Offended when a social worker interviews them to determine if they qualify for welfare, Charlie, with a push from Shorty, sells himself to Quinn (William Conrad), Roberts’s underling, and starts to box in earnest. Bursting with magnanimity after winning several fights, he brings his entourage to a lavish hotel room. There Shorty implores Peg to marry Charlie right away to save him from becoming “a money machine, like gold mines, oil wells.” Roberts, he warns, is “cutting him up a million ways.” Sure enough, shortly afterward Charlie agrees to give 50 percent of his earnings to Roberts, who has promised a bigger pie, with “more slices, more to eat for everybody.” But not for Shorty, who is cut out—he’s now one of Charlie’s “expenses”—and will get only Charlie’s crusts.

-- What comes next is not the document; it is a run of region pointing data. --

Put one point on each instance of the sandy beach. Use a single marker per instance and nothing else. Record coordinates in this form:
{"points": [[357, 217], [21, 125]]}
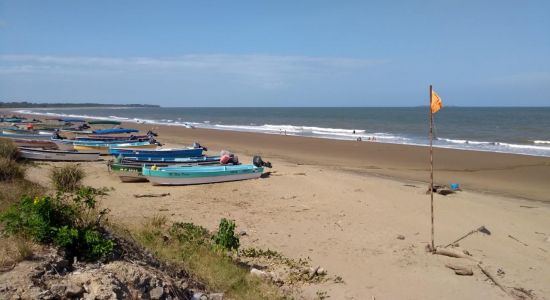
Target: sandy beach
{"points": [[343, 204]]}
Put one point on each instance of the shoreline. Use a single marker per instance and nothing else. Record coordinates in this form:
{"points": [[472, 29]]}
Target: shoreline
{"points": [[494, 147], [352, 209], [512, 175]]}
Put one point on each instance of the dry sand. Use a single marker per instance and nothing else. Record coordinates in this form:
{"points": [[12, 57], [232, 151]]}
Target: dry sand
{"points": [[343, 204]]}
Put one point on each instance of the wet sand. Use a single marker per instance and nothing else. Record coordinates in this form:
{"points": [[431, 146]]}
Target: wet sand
{"points": [[507, 174], [343, 204]]}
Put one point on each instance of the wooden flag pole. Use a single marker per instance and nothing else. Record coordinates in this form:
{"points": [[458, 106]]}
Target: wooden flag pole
{"points": [[431, 169]]}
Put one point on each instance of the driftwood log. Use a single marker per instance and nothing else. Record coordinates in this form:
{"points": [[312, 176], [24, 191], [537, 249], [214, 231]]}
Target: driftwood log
{"points": [[151, 195], [460, 269]]}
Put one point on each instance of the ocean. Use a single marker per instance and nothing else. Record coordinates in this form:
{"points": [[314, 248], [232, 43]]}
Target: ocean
{"points": [[520, 130]]}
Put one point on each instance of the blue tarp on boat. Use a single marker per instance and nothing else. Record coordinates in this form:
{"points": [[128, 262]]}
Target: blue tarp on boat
{"points": [[163, 153], [115, 130], [72, 120]]}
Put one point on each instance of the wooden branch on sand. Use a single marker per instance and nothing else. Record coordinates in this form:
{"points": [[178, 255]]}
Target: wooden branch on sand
{"points": [[151, 195], [459, 254], [515, 239], [453, 253], [492, 278]]}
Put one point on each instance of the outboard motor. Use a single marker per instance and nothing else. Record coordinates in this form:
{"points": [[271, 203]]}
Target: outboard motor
{"points": [[197, 145], [228, 158], [258, 162]]}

Despite his fantasy of independence, Charlie has become an alienated laborer whose talent and effort are surplus value for Roberts. He’s not the only one: African American boxer Ben Chaplin (Canada Lee) has already passed through this stage. Left with a head injury from his previous fight, he has been warned not to box again but agrees to fight Charlie with the understanding that he (Ben) will lose. Unfortunately, Roberts and his partners don’t let Charlie in on the plan, and he pummels Ben mercilessly. Celebrating his tainted victory, Charlie learns that his opponent threw the fight and has been severely injured. No matter, says Roberts: “Everybody dies.” Shorty is enraged: “We didn’t win. He [Roberts] won.” Charlie is not “just a kid who can fight; he’s money. And people want money so bad, they make it stink; they make you stink.” When Shorty is killed by a speeding car, Charlie’s
conscience seems to die as well; Peg also urges him to quit, but he won’t give up the dream. “I can’t stop now,” he tells her. “It’s what we wanted. … I’m the champ!” “You mean Roberts is,” she answers. “I can’t marry you; that’d just mean marrying him.” The Johnny Green title song plays in the background: Charlie belongs to Roberts, body and soul.